Men who have never won a major.

No question Spieth has serious hurdles to overcome if he's going to pull this off. The Texan who always put on a master class in putting on his way to the No. 1 world ranking for parts of 2015 and 2016 is now ranked 38th. Though Spieth is ranked 16th on tour in first-round scoring and second in second-round scoring, he has been stumbling across the weekend like a drunken sailor on shore leave. He is ranked 166th in third-round scoring (71.31) and 196th in fourth-round scoring (73.08). Spieth also walked into Royal Portrush ranked 189th in driving accuracy and 183rd in greens in regulation. Two rounds deep into this Open, he has hit only 39 percent of his fairways.

"At some point I hope to be playing off the short grass this week," Spieth said.

Asked what kind of progress he has made with his long game since missing the cut at the Travelers Championship last month, Spieth said, "Not much. I put in a lot of hours, but I think it's going to take maybe a couple of weeks to trust. I think I hit maybe two or three fairways [on Thursday]. I posted a score that was pretty incredible from where I played my second shots from."

Spieth somehow went birdie-birdie-eagle-birdie on a four-hole stretch on the front side Friday; he made a 25-footer from off the green for the eagle at the par-5 7th, and then a 20-footer for birdie on the next hole to punctuate the flurry.

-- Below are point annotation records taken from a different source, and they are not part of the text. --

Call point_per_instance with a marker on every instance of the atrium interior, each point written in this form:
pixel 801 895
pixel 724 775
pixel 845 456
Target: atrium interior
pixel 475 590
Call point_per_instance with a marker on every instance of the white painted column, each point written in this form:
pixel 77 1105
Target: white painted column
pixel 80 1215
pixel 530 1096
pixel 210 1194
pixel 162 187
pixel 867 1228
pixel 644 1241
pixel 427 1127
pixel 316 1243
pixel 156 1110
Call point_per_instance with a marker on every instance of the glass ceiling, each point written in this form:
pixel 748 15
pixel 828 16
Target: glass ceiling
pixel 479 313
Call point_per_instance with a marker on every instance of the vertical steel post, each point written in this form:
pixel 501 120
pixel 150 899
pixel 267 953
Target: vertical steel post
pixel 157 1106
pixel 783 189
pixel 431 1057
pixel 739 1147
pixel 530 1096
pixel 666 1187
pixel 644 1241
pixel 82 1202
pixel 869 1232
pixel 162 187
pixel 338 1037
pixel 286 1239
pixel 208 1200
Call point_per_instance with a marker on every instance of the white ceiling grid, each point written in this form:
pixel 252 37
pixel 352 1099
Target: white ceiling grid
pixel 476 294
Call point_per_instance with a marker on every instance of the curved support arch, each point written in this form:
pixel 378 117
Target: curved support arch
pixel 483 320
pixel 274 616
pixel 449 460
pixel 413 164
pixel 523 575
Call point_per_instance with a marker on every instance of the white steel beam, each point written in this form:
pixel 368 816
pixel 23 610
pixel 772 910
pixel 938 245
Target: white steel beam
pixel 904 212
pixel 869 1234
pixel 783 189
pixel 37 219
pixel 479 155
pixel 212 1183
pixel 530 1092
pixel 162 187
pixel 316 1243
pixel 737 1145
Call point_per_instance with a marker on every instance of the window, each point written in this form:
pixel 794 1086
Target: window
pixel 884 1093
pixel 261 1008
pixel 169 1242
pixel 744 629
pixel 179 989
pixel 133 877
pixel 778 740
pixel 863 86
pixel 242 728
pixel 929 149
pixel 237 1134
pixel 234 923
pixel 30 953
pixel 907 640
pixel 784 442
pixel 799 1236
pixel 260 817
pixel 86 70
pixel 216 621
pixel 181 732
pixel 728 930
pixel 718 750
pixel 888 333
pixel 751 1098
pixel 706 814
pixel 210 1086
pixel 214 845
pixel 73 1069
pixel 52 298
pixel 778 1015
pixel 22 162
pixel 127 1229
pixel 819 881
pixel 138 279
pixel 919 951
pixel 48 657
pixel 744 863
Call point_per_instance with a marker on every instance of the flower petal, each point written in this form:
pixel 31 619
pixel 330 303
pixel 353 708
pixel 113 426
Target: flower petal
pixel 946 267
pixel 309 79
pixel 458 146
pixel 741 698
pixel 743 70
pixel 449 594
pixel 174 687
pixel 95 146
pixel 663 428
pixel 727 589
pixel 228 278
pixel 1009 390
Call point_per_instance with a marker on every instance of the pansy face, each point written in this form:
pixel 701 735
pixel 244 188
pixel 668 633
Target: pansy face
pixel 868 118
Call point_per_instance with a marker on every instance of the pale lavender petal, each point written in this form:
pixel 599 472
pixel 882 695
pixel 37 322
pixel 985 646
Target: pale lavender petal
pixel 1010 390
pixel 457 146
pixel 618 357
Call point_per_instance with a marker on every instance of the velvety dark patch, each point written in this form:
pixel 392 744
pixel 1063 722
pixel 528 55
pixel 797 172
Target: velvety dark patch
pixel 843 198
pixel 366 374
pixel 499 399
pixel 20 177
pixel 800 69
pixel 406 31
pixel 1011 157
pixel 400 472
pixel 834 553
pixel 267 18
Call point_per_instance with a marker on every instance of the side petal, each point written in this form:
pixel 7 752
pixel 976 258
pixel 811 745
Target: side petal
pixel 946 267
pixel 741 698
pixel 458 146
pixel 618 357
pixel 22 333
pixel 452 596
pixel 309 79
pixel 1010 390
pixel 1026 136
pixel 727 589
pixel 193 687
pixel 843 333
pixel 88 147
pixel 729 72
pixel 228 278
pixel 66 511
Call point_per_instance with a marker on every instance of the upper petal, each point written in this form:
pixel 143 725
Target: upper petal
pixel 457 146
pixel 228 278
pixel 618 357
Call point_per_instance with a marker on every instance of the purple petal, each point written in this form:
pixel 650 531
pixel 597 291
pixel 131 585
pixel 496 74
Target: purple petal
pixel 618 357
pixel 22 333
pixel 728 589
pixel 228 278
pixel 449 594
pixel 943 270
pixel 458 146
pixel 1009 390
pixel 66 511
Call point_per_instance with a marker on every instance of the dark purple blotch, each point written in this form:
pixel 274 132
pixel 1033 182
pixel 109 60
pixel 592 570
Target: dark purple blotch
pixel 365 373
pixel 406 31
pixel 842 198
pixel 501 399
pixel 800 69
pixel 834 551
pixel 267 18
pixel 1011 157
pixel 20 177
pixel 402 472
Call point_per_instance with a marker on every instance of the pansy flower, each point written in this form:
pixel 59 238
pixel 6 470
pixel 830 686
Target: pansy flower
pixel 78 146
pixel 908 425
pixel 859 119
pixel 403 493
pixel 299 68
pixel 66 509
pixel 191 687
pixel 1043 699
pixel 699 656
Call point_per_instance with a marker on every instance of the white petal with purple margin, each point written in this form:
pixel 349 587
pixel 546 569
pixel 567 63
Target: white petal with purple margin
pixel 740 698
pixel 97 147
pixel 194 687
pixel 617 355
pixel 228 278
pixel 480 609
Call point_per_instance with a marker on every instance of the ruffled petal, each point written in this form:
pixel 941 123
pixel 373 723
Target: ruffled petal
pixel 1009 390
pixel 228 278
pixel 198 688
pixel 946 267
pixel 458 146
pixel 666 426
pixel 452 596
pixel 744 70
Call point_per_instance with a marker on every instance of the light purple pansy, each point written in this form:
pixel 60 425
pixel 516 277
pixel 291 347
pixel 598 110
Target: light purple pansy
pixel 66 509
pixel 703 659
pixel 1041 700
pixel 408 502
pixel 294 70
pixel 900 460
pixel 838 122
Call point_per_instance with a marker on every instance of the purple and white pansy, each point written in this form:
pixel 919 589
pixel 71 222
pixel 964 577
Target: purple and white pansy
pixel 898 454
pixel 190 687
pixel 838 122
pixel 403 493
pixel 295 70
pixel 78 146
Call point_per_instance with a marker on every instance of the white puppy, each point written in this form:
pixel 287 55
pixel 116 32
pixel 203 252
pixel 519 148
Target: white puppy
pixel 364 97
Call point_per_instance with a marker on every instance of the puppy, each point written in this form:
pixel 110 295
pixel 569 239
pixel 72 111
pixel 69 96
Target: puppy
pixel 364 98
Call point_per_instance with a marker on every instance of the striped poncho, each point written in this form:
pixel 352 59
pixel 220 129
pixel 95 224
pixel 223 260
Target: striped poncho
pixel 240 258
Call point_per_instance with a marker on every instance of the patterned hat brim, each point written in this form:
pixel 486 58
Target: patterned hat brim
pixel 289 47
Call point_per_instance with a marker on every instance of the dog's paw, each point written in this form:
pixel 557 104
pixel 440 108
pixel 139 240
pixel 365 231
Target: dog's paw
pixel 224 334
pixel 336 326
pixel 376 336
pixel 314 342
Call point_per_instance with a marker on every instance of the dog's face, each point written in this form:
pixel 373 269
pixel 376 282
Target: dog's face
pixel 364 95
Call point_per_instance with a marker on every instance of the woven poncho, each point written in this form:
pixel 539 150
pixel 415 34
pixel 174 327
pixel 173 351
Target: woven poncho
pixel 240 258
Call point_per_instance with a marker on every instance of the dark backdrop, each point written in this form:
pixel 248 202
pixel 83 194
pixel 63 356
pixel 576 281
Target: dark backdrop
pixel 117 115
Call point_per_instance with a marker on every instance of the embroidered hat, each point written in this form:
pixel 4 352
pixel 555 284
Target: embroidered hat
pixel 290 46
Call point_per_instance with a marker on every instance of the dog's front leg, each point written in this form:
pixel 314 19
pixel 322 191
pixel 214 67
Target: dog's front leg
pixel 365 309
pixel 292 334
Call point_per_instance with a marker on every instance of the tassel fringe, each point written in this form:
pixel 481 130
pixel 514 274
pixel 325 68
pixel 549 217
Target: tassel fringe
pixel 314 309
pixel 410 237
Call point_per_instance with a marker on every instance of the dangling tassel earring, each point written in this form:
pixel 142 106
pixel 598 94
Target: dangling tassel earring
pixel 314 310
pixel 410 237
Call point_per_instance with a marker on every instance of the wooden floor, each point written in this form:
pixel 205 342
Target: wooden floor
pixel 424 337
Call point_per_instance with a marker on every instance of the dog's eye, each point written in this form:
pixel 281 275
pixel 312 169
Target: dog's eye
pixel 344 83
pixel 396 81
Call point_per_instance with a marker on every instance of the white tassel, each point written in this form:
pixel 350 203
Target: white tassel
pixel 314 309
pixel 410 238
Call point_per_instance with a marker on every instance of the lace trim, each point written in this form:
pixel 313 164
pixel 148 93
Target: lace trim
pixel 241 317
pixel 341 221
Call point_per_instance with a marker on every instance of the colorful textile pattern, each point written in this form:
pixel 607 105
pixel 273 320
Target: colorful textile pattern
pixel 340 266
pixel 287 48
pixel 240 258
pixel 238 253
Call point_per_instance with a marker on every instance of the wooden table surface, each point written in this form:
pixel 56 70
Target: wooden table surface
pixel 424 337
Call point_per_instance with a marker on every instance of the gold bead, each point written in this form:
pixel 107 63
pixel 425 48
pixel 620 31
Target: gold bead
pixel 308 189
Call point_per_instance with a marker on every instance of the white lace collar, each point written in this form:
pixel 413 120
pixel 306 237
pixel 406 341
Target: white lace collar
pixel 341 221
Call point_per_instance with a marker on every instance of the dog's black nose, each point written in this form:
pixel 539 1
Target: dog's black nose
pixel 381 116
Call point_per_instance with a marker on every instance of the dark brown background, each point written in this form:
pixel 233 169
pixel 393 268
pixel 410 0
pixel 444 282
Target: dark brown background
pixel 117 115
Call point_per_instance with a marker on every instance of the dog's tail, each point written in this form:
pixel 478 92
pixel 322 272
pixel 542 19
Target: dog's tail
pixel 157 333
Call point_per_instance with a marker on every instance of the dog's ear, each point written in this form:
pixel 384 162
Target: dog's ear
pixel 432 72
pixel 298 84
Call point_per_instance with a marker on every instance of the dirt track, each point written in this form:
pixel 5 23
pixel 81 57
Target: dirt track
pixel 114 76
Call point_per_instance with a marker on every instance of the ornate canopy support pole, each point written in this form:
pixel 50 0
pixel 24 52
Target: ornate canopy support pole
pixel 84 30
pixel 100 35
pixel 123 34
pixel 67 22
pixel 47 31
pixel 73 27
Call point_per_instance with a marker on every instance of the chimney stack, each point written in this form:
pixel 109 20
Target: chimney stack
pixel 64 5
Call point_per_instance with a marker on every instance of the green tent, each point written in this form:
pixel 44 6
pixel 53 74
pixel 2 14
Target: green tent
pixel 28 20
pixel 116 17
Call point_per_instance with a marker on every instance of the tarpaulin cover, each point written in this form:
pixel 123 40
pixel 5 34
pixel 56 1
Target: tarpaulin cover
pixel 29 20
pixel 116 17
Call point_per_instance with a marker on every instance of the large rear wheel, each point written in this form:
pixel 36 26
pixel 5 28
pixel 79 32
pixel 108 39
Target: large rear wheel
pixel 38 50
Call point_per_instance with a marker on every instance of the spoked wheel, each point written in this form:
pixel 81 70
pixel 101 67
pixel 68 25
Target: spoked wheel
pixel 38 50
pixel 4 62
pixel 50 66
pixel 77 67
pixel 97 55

"It was really the putter," Spieth said, "and just how I was attacking the holes."

It was also his firm belief in himself as a certified winner. Spieth has already built a Hall of Fame career before turning 26, shaped by 11 tour victories and a spirited run at the Grand Slam in 2015 that ended at St. Andrews, where he finished one shot out of a playoff.

"My game is in a different place than it was then," Spieth said. "And I'm working to get it back to where it was then. But anytime in an Open Championship that I'm in contention, I feel good about the potential of being able to make a run at it Saturday and Sunday."

He is a creative player who grew up shaping his ball in the Texas wind, threatening again in the major that requires more creativity and wind management than the other three. "I love links golf," Spieth said.

And links golf loves him back.

Does that mean Spieth will end his drought Sunday and reclaim his position among the two or three signature players of the post-Tiger generation?

No, not necessarily. But unlike the contenders ahead of him on the board, Spieth has proved he knows how to win this championship. If he doesn't have the game, especially off the tee, Spieth does have the faith and the fire.

That makes him a very dangerous man with two very dangerous clubs in his bag.